Kirk Hollingsworth was involved in a fatal accident while working for defendant Heavy Transport, Inc. in June 2016. His wife, Leanne Hollingsworth, and son, Mark Hollingsworth, filed a wrongful death complaint in superior court on January 22, 2018.
Plaintiffs alleged that Heavy Transport did not have workers’ compensation insurance. They also alleged that defendant Bragg Investment Company purported to have merged with Heavy Transport in 1986, but that the two companies had always maintained separate operations. Plaintiffs asserted that Bragg “sought to extend Worker’s Compensation Benefits” to them. Plaintiffs also alleged that defective Bragg equipment contributed to the incident.

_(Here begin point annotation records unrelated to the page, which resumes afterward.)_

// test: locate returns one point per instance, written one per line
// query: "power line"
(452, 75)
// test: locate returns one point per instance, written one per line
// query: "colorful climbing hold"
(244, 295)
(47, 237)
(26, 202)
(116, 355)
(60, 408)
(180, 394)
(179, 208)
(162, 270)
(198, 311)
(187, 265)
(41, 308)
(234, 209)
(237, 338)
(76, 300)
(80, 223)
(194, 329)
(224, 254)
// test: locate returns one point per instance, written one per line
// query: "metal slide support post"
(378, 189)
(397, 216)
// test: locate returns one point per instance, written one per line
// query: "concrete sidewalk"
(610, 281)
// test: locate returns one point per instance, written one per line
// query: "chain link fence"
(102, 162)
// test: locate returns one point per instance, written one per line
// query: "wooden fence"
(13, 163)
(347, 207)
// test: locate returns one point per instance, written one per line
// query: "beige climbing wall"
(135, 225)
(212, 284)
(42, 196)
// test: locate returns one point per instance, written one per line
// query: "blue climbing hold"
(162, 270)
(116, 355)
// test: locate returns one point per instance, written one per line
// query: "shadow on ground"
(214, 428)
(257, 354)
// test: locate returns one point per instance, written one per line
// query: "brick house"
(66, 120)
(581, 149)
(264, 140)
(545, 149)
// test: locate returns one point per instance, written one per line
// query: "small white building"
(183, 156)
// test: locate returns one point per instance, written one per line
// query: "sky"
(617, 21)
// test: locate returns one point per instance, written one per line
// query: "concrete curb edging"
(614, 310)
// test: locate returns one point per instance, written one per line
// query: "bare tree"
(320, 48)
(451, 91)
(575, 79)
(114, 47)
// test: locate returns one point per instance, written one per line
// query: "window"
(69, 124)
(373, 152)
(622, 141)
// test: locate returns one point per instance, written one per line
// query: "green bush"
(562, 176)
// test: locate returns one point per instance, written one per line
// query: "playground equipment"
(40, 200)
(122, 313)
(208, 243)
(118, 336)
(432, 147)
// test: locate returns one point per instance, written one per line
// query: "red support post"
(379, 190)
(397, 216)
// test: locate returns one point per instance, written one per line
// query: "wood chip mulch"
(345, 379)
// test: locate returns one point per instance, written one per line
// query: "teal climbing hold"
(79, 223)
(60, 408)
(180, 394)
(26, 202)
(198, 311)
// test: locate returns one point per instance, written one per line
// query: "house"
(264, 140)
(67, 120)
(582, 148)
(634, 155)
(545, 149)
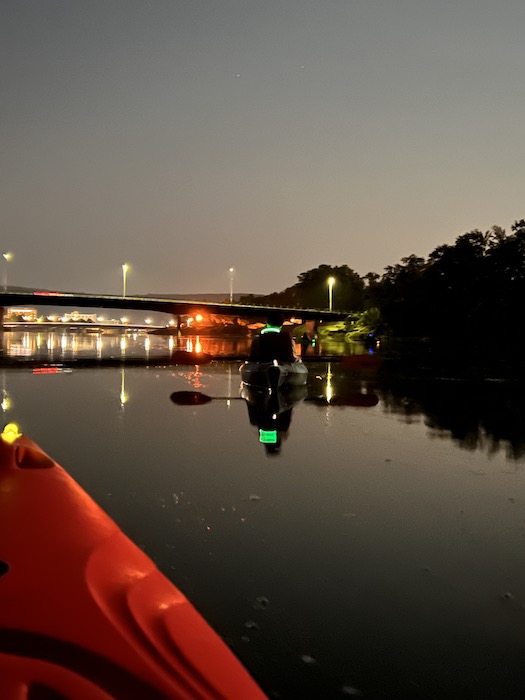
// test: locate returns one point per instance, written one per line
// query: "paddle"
(185, 357)
(197, 398)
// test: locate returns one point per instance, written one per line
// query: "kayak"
(84, 613)
(274, 374)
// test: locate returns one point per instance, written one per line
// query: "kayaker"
(272, 343)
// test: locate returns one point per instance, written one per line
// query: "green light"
(268, 436)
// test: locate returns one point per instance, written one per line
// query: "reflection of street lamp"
(232, 275)
(7, 257)
(124, 273)
(331, 281)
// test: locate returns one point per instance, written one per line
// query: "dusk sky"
(185, 137)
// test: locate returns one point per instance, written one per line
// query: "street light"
(7, 257)
(331, 281)
(124, 273)
(232, 275)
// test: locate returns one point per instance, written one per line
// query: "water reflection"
(271, 413)
(484, 415)
(476, 415)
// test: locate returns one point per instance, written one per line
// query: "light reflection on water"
(381, 551)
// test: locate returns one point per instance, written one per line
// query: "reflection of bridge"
(174, 307)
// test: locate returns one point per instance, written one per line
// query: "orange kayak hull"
(84, 613)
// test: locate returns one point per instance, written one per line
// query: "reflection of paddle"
(185, 357)
(355, 398)
(197, 398)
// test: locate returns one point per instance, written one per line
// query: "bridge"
(174, 307)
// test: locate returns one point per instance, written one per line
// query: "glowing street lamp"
(331, 281)
(125, 268)
(7, 257)
(232, 275)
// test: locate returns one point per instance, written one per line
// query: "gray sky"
(188, 136)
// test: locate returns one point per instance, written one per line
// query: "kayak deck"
(84, 613)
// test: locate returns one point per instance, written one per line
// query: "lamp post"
(124, 274)
(232, 275)
(331, 281)
(7, 257)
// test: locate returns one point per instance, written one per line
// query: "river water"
(379, 553)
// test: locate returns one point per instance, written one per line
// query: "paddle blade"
(189, 398)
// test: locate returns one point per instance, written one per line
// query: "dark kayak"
(84, 613)
(274, 374)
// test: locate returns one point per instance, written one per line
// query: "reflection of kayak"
(274, 374)
(84, 613)
(186, 357)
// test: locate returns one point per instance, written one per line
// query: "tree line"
(472, 289)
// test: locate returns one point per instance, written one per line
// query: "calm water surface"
(379, 554)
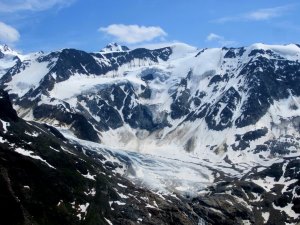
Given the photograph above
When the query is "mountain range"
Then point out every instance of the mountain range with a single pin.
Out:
(211, 132)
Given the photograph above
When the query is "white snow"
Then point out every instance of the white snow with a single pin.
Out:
(4, 125)
(108, 221)
(89, 176)
(28, 78)
(266, 216)
(30, 154)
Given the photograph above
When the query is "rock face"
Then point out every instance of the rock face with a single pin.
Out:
(163, 91)
(45, 179)
(231, 115)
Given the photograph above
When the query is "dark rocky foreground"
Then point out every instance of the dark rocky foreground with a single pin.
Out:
(55, 182)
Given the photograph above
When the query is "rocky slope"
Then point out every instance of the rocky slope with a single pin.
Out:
(219, 127)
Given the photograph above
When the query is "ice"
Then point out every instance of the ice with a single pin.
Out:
(30, 154)
(89, 176)
(108, 221)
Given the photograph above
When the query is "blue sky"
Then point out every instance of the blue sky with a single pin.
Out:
(33, 25)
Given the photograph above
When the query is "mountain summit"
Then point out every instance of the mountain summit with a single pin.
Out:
(218, 126)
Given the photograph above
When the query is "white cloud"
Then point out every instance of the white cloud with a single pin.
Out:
(220, 40)
(10, 6)
(133, 33)
(257, 15)
(266, 14)
(8, 33)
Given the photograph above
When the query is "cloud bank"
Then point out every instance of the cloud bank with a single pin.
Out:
(133, 34)
(8, 34)
(11, 6)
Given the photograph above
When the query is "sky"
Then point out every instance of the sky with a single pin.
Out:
(48, 25)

On March 14, 2018, Bragg and Heavy Transport filed an application for adjudication of claim with the WCAB. The application listed Bragg as the employer, included insurance information, and noted that a lawsuit had been filed.

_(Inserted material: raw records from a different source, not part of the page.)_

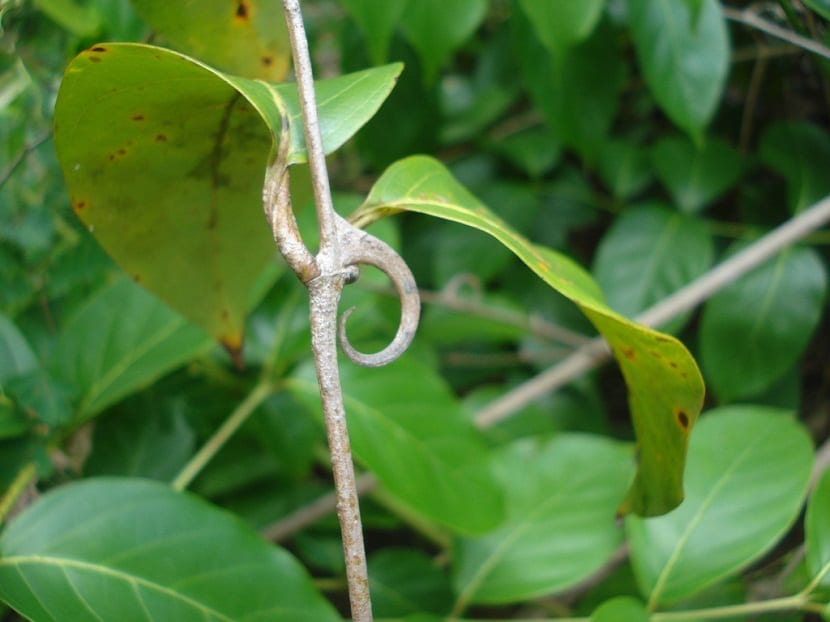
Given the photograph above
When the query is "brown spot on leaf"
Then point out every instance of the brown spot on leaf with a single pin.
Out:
(682, 419)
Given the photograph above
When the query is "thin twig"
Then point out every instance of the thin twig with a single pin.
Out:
(749, 17)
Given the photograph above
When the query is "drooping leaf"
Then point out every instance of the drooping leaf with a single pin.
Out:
(621, 609)
(16, 356)
(800, 151)
(243, 37)
(684, 57)
(817, 527)
(121, 549)
(377, 21)
(436, 28)
(665, 388)
(164, 159)
(746, 479)
(695, 176)
(121, 340)
(559, 25)
(409, 430)
(561, 496)
(649, 253)
(407, 581)
(755, 329)
(577, 94)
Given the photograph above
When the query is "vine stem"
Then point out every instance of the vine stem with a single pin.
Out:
(324, 294)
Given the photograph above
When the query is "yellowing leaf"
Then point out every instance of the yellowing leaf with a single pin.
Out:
(665, 386)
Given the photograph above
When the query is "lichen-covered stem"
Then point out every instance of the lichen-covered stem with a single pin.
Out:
(324, 295)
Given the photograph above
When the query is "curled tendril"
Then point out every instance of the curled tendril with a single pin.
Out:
(358, 247)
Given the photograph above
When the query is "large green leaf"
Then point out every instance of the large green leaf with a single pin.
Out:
(120, 549)
(244, 37)
(559, 25)
(378, 21)
(121, 340)
(165, 157)
(410, 431)
(817, 528)
(684, 57)
(649, 253)
(665, 387)
(746, 479)
(436, 28)
(754, 330)
(695, 176)
(16, 356)
(562, 496)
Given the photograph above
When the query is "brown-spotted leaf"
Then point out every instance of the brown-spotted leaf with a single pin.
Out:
(165, 157)
(664, 383)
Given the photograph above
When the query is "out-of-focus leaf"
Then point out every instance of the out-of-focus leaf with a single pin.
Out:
(621, 609)
(625, 168)
(436, 28)
(407, 581)
(800, 151)
(164, 159)
(746, 479)
(243, 37)
(755, 329)
(695, 176)
(16, 356)
(684, 57)
(409, 430)
(577, 94)
(560, 25)
(121, 340)
(817, 527)
(665, 388)
(649, 253)
(141, 441)
(561, 498)
(120, 549)
(377, 21)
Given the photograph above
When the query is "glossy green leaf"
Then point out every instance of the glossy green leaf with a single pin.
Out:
(436, 28)
(409, 430)
(800, 151)
(243, 37)
(164, 159)
(120, 549)
(746, 479)
(649, 253)
(755, 329)
(16, 356)
(621, 609)
(817, 528)
(624, 167)
(562, 497)
(407, 581)
(121, 340)
(577, 94)
(560, 25)
(665, 388)
(822, 7)
(377, 21)
(695, 176)
(684, 58)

Bragg and Heavy Transport demurred to plaintiffs’ complaint. They asserted that Heavy Transport was a fictitious business name for Bragg, and therefore they were the same entity. Bragg had a workers’ compensation policy that covered the accident, so plaintiffs’ action was barred by workers’ compensation exclusivity. The Superior Court overruled the demurrer.
In December 2018 the WCAB determined that the accident had occurred in the course of decedent’s employment. The WCAB then set a hearing for February 19, 2019 to determine if any applicable workers’ compensation insurance covered the incident.
Defendants made an application to the Superior Court that the civil case be stayed until the WCAB determined the insurance issue, which would then determine which tribunal had exclusive jurisdiction. Plaintiffs also had filed a motion with the WCAB to stay those proceedings, but rather than grant the motion, the WCAB set the case for trial before a WCAB arbitrator on June 6, 2019, on the issue of insurance coverage. The Superior Court conceded jurisdiction to the WCAB on the issue of insurance coverage.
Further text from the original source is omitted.